Johann Carl Friedrich Gauss, 1777 - 1850, Germany

Mathematician, Physicist.

Johann was a child prodigy.

At the age of 3 years, he was able to correct a mistake his father made while doing his accounts.

And then there is the story of a teacher in an elementary mathematics class setting them the task of finding the sum of all the numbers 1 to 100. Gauss had the correct answer in seconds, while the rest of the class was unsuccessful after half an hour.

While still a teenager he was able to publish an account of the significant discoveries he made in number theory.

Johann Carl Gauss

Johann was born into a poor family, but his abilities were noticed by the local Duke, who subsequently paid his tuition fees to the University of Technology from 1792 - 1795 and then to the University of Gottingen, from 1795 - 1798.

University of Gottingen

While still a student in 1796 he gave proof that every polynomial equation of degree n, has n roots, real or complex.


In 1801 he published his major work on algebraic number theory, which was the basis for the development of modular arithmetic, prime number theorems, triangular numbers, and their connection with Pascal's triangle and the binomial theorem.

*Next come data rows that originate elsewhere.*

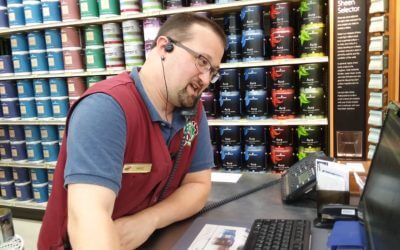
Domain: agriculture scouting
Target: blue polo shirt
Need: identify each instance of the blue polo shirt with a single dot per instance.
(97, 137)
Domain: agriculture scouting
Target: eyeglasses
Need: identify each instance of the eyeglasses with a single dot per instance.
(201, 62)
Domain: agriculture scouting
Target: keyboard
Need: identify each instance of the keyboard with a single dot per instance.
(279, 234)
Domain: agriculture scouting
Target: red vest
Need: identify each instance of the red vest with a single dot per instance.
(144, 144)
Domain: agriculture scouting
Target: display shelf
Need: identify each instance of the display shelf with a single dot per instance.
(27, 164)
(213, 8)
(266, 63)
(32, 122)
(23, 204)
(268, 122)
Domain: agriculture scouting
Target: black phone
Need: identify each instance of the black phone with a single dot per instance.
(300, 178)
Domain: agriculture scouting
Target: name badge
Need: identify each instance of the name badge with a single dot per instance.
(137, 168)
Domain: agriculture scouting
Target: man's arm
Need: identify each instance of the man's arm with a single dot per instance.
(187, 200)
(89, 217)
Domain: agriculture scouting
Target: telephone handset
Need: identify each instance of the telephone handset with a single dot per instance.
(300, 178)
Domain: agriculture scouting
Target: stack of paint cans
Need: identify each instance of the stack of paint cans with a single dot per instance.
(151, 26)
(229, 94)
(255, 156)
(310, 140)
(255, 100)
(281, 34)
(133, 43)
(129, 6)
(312, 32)
(113, 46)
(55, 56)
(282, 147)
(253, 48)
(38, 53)
(20, 54)
(72, 50)
(94, 50)
(231, 149)
(283, 92)
(311, 96)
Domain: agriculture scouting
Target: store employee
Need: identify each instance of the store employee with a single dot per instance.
(111, 188)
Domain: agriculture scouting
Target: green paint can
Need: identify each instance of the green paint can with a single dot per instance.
(108, 8)
(94, 58)
(89, 9)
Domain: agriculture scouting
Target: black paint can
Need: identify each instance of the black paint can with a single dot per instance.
(253, 45)
(282, 77)
(281, 41)
(229, 80)
(280, 15)
(254, 78)
(233, 52)
(251, 17)
(312, 102)
(283, 103)
(311, 75)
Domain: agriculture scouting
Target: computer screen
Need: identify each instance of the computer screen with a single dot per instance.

Triangular numbers. In general, Tn = n(n+1)/2

In 1840 Gauss published his book on optics, and how an image is formed by a lens.

Construction, using only paraxial rays

He used only the light rays close to the axis of the system, the so-called paraxial approximation, which allows the construction of the image formed. Rays too far from the axis would give rise to distortion,

In 1800, the Italian astronomer Giuseppe Piazzi discovered, very briefly, the asteroid Ceres. Before he could get sufficient data points to enable him to local it again later, it disappeared behind the sun.
Many astronomers tried to find it again, unsuccessfully, but Gauss could not resist the lure of a problem to be solved and was completely successful


Ceres. Astronomically very small, <500km


Another area of interest was the earth's magnetic field. At the time, there was no way of knowing the field's strength or direction. Gaus set to and made a magnetometer, to measure both those quantities.

In recognition of the original work done by Gauss, the magnetic field is currently measured in units of Gauss.

Later, he decided to make a geographic survey of his local area around Hanover, but to do that he needed to be able to measure angles accurately. He designed and made a Heliotrope, something like a modern theodolite.

Heliotrope, for a survey of Hanover.

Gauss made many major contributions to mathematics and science, for which he was rightfully honored, but he strongly discouraged his sons from following in his footsteps, because he was sure they would not be able to maintain his standard, and it would "lower the family name". I'm not surprised they emigrated.

Gauss is recognized as one of the greatest mathematicians ever. 

He worked hard, was a perfectionist, and would not publish his results until he was sure there was nothing more he could do to improve it. After he had died, while his papers were being sorted, they found an extraordinary number of important results that should have been published.